Часть 12 из 38 В начало
Для доступа к библиотеке пройдите авторизацию
— Вашу келью? — Санитар слегка усмехнулся. Просьбу Долля он выполнять не торопился. — Но разве с сегодняшнего вечера там не сидит Бартель из четырнадцатой палаты? Он, знаете ли, немножко буянил…
— А мне теперь куда? В четырнадцатую палату? — осведомился Долль. Он все еще не верил в очевидное.
— Ну, об этом я вам ничего сказать не могу! — Санитар пожал плечами и двинулся дальше. — Насколько я знаю, на этот счет никаких указаний не поступало.
Прекрасно — как мило, как трогательно! — подумал Долль и пошел на кухню. Ну что ж, посмотрим. Qui vivra, verra…[3]
На кухне сидела за столом его старая приятельница, нянечка Кляйншмидт. Не один десяток раз они вместе тряслись в бомбоубежище, а после налета делили по-братски последнюю сигарету и последние зерна кофе.
— Ну что? — спросила Кляйншмидт, когда Долль молча сел напротив нее на деревянный стул. — Что скажете? Вы вроде как сами себя выписали, а, герр Долль?
— Пусть без разрешения, но я всего лишь сходил навестить больную жену, — отозвался Долль. — А они заняли мой бункер. Начальство себя что, господом богом возомнило?!
— Господь бог все всегда делает правильно! — закивала нянечка, которая тайного советника не выносила точно так же, как Долль, а главврача знала уже лет двадцать. — Знаете что, доктор Долль, — продолжала она, многозначительно прищурившись, — будь я на вашем месте, я бы согласилась, что выписалась по собственной воле… — и добавила после паузы: — Я не позволила бы со скандалом выкинуть меня из лечебницы, которая заработала на мне столько денег. Лучше выкинуться самой!
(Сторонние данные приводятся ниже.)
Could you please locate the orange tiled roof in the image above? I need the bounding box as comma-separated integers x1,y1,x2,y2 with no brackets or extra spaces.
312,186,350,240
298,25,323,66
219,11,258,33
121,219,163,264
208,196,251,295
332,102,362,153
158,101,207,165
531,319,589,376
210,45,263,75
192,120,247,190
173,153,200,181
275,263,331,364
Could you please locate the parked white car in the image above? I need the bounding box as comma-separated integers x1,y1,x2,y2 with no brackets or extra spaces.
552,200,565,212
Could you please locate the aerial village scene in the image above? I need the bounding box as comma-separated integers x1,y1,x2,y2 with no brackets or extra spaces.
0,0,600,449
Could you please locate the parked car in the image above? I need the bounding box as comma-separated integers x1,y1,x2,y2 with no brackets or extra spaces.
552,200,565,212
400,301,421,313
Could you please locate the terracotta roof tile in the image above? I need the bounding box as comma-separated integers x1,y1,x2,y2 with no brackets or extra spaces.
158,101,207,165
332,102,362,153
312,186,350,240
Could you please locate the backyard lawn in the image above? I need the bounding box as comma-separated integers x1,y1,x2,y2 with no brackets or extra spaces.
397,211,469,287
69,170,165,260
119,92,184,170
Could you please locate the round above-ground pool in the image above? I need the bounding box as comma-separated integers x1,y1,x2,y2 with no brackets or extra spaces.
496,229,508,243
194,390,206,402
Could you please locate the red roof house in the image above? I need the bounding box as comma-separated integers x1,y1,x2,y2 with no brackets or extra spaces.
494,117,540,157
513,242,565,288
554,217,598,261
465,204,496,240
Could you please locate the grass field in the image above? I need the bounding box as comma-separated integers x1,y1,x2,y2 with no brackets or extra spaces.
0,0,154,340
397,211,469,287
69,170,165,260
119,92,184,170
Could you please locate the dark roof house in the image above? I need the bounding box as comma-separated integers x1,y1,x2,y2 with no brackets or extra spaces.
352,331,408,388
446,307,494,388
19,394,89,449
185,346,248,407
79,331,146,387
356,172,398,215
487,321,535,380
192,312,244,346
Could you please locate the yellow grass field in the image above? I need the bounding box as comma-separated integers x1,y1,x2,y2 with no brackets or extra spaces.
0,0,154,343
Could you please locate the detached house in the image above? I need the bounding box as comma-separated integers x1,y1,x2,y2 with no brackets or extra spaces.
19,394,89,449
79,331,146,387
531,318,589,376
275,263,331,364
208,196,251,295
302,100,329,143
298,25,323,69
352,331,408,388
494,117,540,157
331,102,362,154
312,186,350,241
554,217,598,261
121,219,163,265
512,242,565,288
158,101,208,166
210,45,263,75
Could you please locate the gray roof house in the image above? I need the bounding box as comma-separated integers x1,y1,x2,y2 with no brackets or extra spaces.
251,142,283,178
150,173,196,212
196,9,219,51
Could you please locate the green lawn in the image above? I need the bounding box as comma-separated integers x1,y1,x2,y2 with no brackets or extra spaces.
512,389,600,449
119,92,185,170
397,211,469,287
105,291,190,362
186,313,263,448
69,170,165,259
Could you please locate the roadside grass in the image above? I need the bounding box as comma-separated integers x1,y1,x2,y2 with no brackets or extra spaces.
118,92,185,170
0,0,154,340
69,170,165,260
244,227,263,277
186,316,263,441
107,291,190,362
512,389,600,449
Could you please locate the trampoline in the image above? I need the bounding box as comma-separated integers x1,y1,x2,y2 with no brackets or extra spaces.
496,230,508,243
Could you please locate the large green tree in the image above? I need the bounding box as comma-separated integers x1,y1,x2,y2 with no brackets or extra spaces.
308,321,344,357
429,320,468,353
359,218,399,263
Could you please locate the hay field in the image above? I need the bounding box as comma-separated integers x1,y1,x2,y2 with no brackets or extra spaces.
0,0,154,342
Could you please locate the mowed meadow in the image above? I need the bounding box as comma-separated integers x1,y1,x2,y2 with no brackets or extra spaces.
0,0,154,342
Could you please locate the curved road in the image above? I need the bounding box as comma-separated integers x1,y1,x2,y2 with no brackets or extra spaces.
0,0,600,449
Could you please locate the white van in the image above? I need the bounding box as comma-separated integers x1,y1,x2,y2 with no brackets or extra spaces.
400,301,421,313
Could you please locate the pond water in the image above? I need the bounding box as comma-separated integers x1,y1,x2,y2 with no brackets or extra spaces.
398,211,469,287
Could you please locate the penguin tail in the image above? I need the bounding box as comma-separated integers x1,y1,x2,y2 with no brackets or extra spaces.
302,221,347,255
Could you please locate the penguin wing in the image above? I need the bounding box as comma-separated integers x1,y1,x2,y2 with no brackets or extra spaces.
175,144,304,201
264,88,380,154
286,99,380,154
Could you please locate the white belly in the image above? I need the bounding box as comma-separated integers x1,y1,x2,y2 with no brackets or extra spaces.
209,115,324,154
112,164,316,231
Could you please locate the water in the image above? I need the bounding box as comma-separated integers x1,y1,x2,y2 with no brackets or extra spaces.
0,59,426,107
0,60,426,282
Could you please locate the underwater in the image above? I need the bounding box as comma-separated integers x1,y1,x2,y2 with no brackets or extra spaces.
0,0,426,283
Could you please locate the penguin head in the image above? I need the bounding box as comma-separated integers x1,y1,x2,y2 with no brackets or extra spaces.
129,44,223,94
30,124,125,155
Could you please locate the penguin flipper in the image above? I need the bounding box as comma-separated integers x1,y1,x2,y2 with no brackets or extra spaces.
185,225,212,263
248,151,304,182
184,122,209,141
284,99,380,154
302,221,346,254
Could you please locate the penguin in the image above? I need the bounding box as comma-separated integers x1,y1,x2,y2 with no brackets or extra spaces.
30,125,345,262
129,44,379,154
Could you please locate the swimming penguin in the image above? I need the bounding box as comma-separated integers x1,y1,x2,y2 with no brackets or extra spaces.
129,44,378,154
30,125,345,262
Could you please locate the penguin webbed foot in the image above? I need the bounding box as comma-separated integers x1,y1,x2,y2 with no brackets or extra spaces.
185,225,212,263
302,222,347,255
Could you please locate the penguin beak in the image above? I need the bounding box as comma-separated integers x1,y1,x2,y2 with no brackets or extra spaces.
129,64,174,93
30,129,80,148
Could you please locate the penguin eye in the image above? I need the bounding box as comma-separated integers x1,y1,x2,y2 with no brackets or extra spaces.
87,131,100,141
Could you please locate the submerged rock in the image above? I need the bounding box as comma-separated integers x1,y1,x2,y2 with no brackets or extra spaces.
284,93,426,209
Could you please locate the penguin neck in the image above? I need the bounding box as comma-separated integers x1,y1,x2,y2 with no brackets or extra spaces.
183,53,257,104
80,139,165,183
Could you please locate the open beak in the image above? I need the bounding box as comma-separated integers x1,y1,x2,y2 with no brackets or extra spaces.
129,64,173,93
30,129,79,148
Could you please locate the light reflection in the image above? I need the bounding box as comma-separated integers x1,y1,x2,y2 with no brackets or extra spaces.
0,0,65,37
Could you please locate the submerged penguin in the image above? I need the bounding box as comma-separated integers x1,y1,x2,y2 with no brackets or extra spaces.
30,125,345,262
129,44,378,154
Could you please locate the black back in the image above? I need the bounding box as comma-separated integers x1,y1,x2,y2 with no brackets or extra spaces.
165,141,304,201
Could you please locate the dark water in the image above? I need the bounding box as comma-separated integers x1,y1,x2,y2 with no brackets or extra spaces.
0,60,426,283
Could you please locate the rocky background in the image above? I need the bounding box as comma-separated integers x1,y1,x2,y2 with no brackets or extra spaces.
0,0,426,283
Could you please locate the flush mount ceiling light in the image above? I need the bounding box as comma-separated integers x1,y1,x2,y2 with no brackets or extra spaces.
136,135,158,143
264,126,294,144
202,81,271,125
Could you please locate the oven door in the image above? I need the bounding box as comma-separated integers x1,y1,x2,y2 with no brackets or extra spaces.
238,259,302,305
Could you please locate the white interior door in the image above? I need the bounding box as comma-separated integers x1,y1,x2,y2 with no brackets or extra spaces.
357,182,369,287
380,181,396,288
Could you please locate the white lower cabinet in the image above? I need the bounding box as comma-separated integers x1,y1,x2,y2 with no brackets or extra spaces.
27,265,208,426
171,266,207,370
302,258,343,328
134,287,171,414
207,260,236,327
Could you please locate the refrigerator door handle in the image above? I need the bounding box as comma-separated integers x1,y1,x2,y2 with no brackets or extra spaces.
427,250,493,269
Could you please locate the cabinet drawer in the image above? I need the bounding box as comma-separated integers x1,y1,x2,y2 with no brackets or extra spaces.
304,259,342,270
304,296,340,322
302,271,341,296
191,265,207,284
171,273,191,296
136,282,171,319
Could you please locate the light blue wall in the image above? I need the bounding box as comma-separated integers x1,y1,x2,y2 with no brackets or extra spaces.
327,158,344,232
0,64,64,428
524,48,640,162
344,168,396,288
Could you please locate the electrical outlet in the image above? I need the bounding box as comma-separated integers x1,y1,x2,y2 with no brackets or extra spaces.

Долль на мгновение задумался. Время шло к восьми.
— Я еще успею на метро? — спросил он.
— Конечно! Конечно!
«Домой я уж как-нибудь попаду. Шульциха вряд ли будет рада моему появлению, но с ней я разберусь. Мое возвращение в мир, к деятельной жизни произошло быстрее, чем я рассчитывал, но Кляйншмидт совершенно права: лучше я сам уйду, чем меня уйдут!»
— Ну что? — осведомилась нянечка, испытующе глядя на него.
— Решено! — ответил он и поднялся. — До свидания, дорогая моя, а может, никакого свидания и не будет — по крайней мере, не в этих стенах!
— Погодите! Секунду! — воскликнула санитарка, не пожимая протянутой руки. — Вы же даже не поужинали! Подождите! Я вам дам кой-чего. — И она достала из термошкафа миску картошки с морковкой. И положила на нее хлеб — четыре, пять ломтей.
— Ну нет, так не пойдет! — воспротивился Долль. — Столько хлеба мне не положено. Я не хочу, чтобы вы меня подкармливали за счет других.
— Не говорите ерунды, — отрезала Кляйншмидт. — Я не дам вам больше того, за что смогу отчитаться, — и пояснила: — У Бартеля был припадок, ему сделали укол, и он не проснется до утра. Ужин ему не нужен. Так что ешьте!
— Ну тогда ладно! Спасибо большое! — обрадовался Долль и накинулся на еду, как голодный волк. Пока он ел, санитарка спокойно скрутила из окурков папиросу, зажгла ее от газовой горелки термошкафа и принялась расспрашивать Долля, как чувствует себя его жена, есть ли ему где жить, какие у него имеются вещи и, главное, какие перспективы…
— Вот и славно! — наконец сказала она, убирая миску и водружая перед ним стакан кофе с молоком и тарелку бутербродов с вареньем. — Вы все начнете сначала, как и мы все. Вам это не повредит. Глядишь, и блажь сама собой пройдет!
Долль опять запротестовал:
— Но вот эти бутерброды с вареньем точно не больничный паек! Это из ваших запасов. Такими бутербродами здесь не потчуют. К тому же я уже совершенно сыт.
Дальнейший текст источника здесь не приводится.